Reporting mark | MPA |
---|---|
Locale | York County in Pennsylvania, and Baltimore and Harford counties and Baltimore City in Maryland |
Dates of operation | 1901–1999 |
Predecessor | York Southern Railroad, Baltimore and Lehigh Railway |
Successor | York Railway |
Track gauge | 4 ft 8 1⁄2 in (1,435 mm) standard gauge |
Length |
Baltimore–York line: 77.2 miles (124.2 km) York–Hanover line: 19 miles (31 km) |
Headquarters |
York, Pennsylvania formerly Baltimore, Maryland |
The Maryland and Pennsylvania Railroad (reporting mark MPA), familiarly known as the "Ma and Pa", was an American short-line railroad between York and Hanover, Pennsylvania, formerly operating passenger and freight trains on its original line between York and Baltimore, Maryland, from 1901 until the 1950s. The Ma and Pa was popular with railfans in the 1930s and 1940s for its antique equipment and curving, picturesque right-of-way through the hills of rural Maryland and Pennsylvania. Reflecting its origin as the unintended product of the merger of two 19th-century narrow gauge railways, the meandering Ma and Pa line took 77.2 miles (124 km) to connect Baltimore and York, although the two cities are only 45 miles (72 km) apart in a straight line.
Passenger service was discontinued on August 31, 1954, and the section from Baltimore to Whiteford, Maryland (just south of the Mason-Dixon line demarcating the Pennsylvania-Maryland border) was abandoned in June 1958. Most of the remaining original railroad line was abandoned by 1984. The Maryland and Pennsylvania Railroad acquired a former 19-mile (31 km) Pennsylvania Railroad (PRR) branch line between York and Hanover in the 1980s, now operated by a successor corporation, York Railway.

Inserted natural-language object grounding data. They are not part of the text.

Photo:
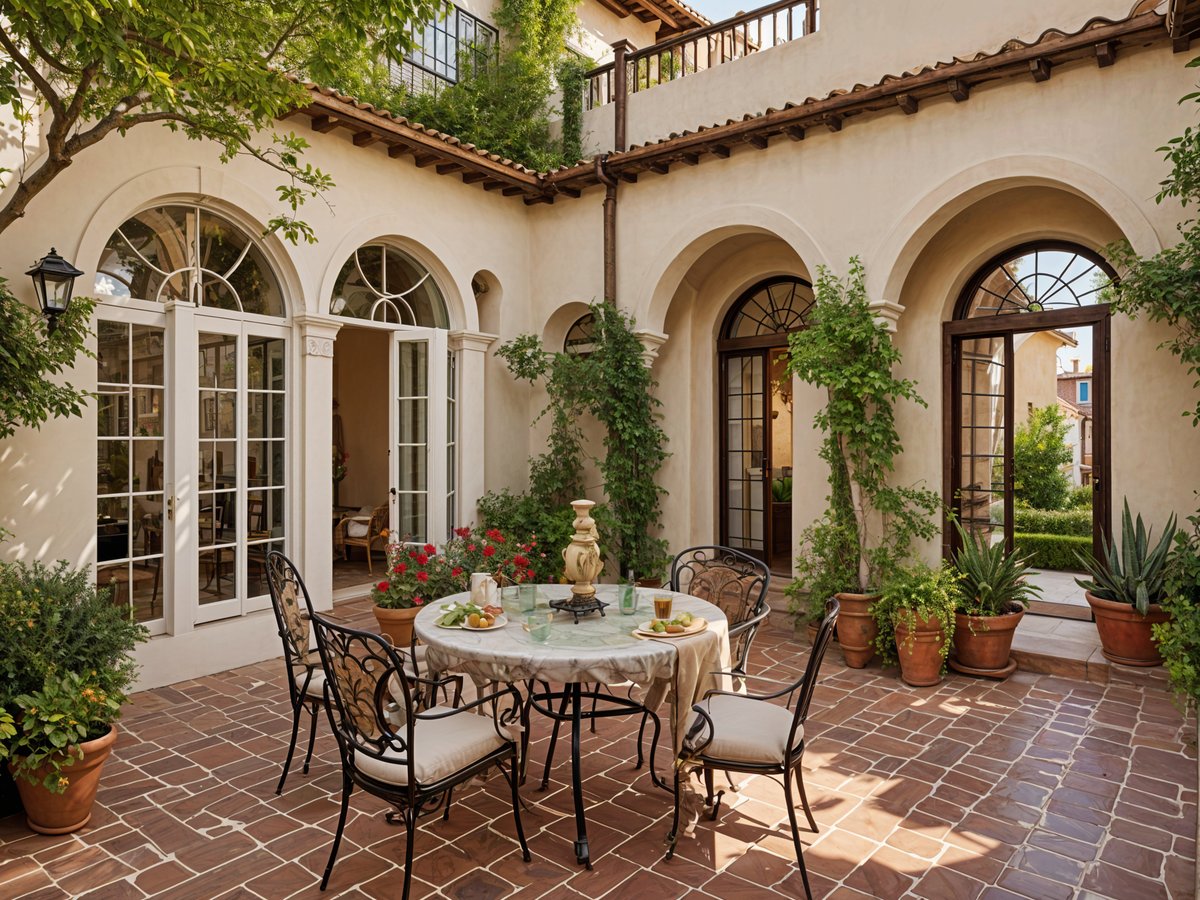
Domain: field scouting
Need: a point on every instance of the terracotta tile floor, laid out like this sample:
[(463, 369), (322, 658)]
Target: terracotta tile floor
[(1037, 787)]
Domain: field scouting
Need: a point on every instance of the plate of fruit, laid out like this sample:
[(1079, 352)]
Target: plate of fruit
[(679, 627)]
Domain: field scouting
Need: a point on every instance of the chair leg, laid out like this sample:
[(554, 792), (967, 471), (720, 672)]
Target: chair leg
[(804, 797), (673, 835), (292, 745), (312, 735), (511, 777), (347, 786), (796, 833)]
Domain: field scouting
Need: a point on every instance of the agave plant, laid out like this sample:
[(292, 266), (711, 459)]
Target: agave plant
[(993, 579), (1137, 575)]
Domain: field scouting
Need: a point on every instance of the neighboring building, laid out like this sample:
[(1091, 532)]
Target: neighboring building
[(977, 160)]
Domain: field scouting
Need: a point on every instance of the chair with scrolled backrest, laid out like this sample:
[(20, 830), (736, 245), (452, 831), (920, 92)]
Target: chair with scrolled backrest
[(747, 732), (732, 581), (306, 681), (394, 749)]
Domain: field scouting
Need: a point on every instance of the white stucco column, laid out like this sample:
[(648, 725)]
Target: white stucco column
[(651, 343), (472, 348), (887, 312), (312, 546)]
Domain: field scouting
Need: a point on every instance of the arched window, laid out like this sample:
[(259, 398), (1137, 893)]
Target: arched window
[(1036, 277), (192, 255), (769, 307), (385, 285)]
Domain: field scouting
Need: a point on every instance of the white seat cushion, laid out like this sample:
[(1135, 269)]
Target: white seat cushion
[(442, 747), (745, 730)]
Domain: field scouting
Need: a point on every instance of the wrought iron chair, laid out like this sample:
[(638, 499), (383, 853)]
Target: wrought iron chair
[(306, 681), (733, 581), (390, 748), (747, 732)]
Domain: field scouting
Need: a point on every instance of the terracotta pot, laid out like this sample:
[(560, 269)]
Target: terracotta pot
[(921, 651), (1125, 634), (396, 624), (984, 642), (857, 628), (71, 810)]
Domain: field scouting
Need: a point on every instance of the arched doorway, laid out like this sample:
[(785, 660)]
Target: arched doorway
[(1027, 408), (756, 419)]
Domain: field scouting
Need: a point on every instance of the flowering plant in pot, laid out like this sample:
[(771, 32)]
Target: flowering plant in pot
[(916, 618), (993, 598), (63, 679), (1126, 591)]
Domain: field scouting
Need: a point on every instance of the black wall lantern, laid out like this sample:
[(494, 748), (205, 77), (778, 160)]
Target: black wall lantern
[(53, 280)]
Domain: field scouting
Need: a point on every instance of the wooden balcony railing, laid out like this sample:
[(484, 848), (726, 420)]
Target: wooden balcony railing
[(703, 48)]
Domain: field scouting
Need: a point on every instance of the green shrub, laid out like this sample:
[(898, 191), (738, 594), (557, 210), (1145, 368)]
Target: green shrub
[(1041, 521), (1053, 551)]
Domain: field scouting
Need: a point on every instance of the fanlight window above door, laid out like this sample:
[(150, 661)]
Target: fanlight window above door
[(1039, 277), (769, 307), (190, 255), (385, 285)]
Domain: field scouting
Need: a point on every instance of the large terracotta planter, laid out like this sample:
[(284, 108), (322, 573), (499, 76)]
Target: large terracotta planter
[(983, 643), (919, 651), (71, 810), (1125, 634), (396, 624), (857, 628)]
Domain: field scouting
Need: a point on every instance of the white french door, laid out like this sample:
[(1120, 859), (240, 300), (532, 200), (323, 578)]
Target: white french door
[(423, 436)]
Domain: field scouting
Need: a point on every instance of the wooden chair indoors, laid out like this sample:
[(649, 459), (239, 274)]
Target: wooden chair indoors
[(749, 733), (394, 749), (361, 531)]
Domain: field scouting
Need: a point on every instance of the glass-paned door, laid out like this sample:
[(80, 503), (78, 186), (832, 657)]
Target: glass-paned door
[(241, 463), (131, 461), (421, 441)]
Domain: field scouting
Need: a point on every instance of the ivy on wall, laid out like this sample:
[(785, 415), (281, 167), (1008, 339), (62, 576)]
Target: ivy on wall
[(505, 107)]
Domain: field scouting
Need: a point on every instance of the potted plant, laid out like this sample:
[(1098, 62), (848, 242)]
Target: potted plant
[(849, 352), (916, 618), (993, 598), (1126, 591), (63, 679)]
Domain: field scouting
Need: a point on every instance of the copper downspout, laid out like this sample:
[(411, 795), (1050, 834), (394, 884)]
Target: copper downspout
[(610, 227)]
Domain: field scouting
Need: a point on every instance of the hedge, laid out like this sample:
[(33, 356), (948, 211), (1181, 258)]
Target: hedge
[(1041, 521), (1053, 551)]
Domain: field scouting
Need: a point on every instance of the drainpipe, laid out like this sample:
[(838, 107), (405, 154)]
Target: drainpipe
[(610, 227)]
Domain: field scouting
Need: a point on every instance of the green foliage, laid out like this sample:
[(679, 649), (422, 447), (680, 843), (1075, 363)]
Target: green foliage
[(1039, 521), (66, 663), (993, 580), (1039, 451), (1137, 575), (217, 71), (916, 591), (30, 355), (1059, 552), (849, 353), (1179, 639), (613, 385), (504, 103), (1165, 287)]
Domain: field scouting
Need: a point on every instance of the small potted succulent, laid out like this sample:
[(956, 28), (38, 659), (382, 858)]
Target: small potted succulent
[(63, 679), (993, 598), (1126, 591), (916, 621)]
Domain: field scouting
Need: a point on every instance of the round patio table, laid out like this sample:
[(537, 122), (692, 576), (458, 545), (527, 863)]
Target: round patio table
[(597, 649)]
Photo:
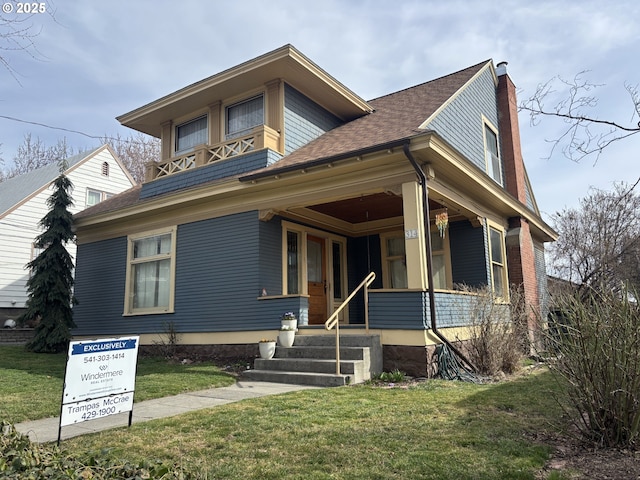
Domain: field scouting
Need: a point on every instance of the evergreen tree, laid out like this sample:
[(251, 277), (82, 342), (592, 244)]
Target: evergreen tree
[(51, 284)]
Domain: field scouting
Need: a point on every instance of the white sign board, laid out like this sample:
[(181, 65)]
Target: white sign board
[(100, 379)]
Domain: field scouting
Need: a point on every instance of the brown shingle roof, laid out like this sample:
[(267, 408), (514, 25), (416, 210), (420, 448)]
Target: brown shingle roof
[(396, 116), (124, 199)]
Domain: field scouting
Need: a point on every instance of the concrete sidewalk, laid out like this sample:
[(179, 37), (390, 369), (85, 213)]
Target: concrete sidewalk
[(46, 429)]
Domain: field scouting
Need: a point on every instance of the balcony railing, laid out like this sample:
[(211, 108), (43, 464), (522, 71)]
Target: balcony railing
[(259, 137)]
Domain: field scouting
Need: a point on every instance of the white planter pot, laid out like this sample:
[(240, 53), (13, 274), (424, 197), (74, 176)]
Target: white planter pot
[(286, 338), (267, 349)]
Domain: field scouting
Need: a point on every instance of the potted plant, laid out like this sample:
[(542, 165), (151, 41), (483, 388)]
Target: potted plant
[(267, 348), (289, 320), (286, 336)]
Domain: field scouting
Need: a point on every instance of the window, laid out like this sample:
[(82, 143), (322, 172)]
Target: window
[(96, 196), (494, 165), (439, 256), (242, 117), (191, 134), (293, 263), (150, 273), (498, 266), (395, 263)]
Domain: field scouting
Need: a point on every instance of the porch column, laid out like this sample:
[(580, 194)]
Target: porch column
[(414, 235)]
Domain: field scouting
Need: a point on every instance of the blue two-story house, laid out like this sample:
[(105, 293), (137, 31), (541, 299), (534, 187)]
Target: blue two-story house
[(279, 189)]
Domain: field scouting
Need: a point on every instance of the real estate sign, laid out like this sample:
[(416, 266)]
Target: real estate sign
[(99, 379)]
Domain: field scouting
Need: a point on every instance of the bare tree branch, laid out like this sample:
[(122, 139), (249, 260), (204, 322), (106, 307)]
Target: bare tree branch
[(584, 134), (18, 33)]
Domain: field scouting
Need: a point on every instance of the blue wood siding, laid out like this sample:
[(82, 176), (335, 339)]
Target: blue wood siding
[(410, 310), (460, 122), (215, 171), (304, 120), (541, 277), (468, 254), (99, 288)]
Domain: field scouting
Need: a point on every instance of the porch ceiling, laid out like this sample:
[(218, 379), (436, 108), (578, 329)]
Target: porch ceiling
[(366, 208)]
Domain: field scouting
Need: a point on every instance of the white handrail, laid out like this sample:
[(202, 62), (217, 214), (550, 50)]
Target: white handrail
[(332, 321)]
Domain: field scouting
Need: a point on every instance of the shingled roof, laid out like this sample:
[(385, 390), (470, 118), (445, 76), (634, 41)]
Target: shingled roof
[(396, 116)]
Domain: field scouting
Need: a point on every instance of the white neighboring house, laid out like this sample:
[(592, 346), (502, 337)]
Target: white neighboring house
[(96, 175)]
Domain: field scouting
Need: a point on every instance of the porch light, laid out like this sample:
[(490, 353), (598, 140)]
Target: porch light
[(442, 222)]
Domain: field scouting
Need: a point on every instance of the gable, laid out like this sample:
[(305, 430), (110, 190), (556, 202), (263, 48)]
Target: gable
[(461, 121)]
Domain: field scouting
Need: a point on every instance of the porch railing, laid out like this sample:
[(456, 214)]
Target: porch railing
[(332, 321)]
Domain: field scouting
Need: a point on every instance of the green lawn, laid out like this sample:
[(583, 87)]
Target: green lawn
[(31, 384), (439, 430), (435, 430)]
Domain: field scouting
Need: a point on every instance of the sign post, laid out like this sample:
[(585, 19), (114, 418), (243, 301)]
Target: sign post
[(99, 380)]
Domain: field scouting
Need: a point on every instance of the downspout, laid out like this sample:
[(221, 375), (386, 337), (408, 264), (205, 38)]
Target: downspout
[(427, 225)]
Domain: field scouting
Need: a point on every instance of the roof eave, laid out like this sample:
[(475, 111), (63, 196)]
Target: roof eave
[(285, 63)]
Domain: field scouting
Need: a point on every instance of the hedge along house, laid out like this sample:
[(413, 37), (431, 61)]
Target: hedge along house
[(279, 189)]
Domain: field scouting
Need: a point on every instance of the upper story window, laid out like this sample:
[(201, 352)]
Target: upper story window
[(494, 164), (191, 133), (243, 116), (96, 196)]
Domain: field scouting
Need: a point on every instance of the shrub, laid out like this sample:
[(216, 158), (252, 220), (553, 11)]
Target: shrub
[(597, 348), (497, 334)]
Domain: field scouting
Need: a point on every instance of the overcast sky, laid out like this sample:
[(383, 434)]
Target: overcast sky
[(97, 60)]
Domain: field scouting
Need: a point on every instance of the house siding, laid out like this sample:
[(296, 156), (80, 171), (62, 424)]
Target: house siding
[(460, 122), (20, 226), (208, 173), (541, 278), (304, 120), (99, 289)]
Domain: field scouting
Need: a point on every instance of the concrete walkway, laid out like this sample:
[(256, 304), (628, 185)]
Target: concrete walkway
[(46, 429)]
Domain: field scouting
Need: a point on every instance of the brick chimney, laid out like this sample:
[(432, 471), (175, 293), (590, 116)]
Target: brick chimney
[(520, 249), (510, 134)]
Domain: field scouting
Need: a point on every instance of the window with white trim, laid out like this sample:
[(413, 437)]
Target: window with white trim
[(498, 262), (294, 255), (241, 117), (150, 272), (492, 154), (191, 134)]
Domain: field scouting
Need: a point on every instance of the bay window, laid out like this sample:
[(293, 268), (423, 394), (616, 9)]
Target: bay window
[(150, 273), (498, 265), (191, 134)]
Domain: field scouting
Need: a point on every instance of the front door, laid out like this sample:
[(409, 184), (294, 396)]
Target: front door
[(317, 278)]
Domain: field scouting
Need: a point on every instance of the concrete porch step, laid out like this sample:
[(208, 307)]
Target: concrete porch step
[(299, 378)]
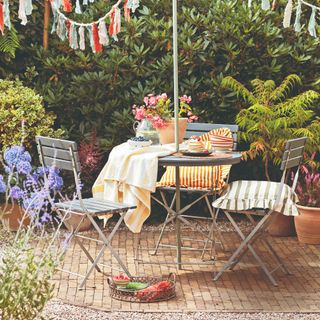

The Maryland and Pennsylvania Railroad was formed from two earlier 19th-century 3 ft (914 mm) narrow gauge railways: the Baltimore & Delta Railway, later the Baltimore & Lehigh Railway, and the York and Peach Bottom Railway, later the York Southern Railroad. Construction of the Baltimore & Delta Railway started in 1881, and passenger trains between Baltimore and Towson, Maryland began on April 17, 1882. Later that year the company was merged into the Maryland Central Railroad. The line was extended northward to Bel Air, Maryland on June 21, 1883, and the following January, the line was completed to Delta, Pennsylvania.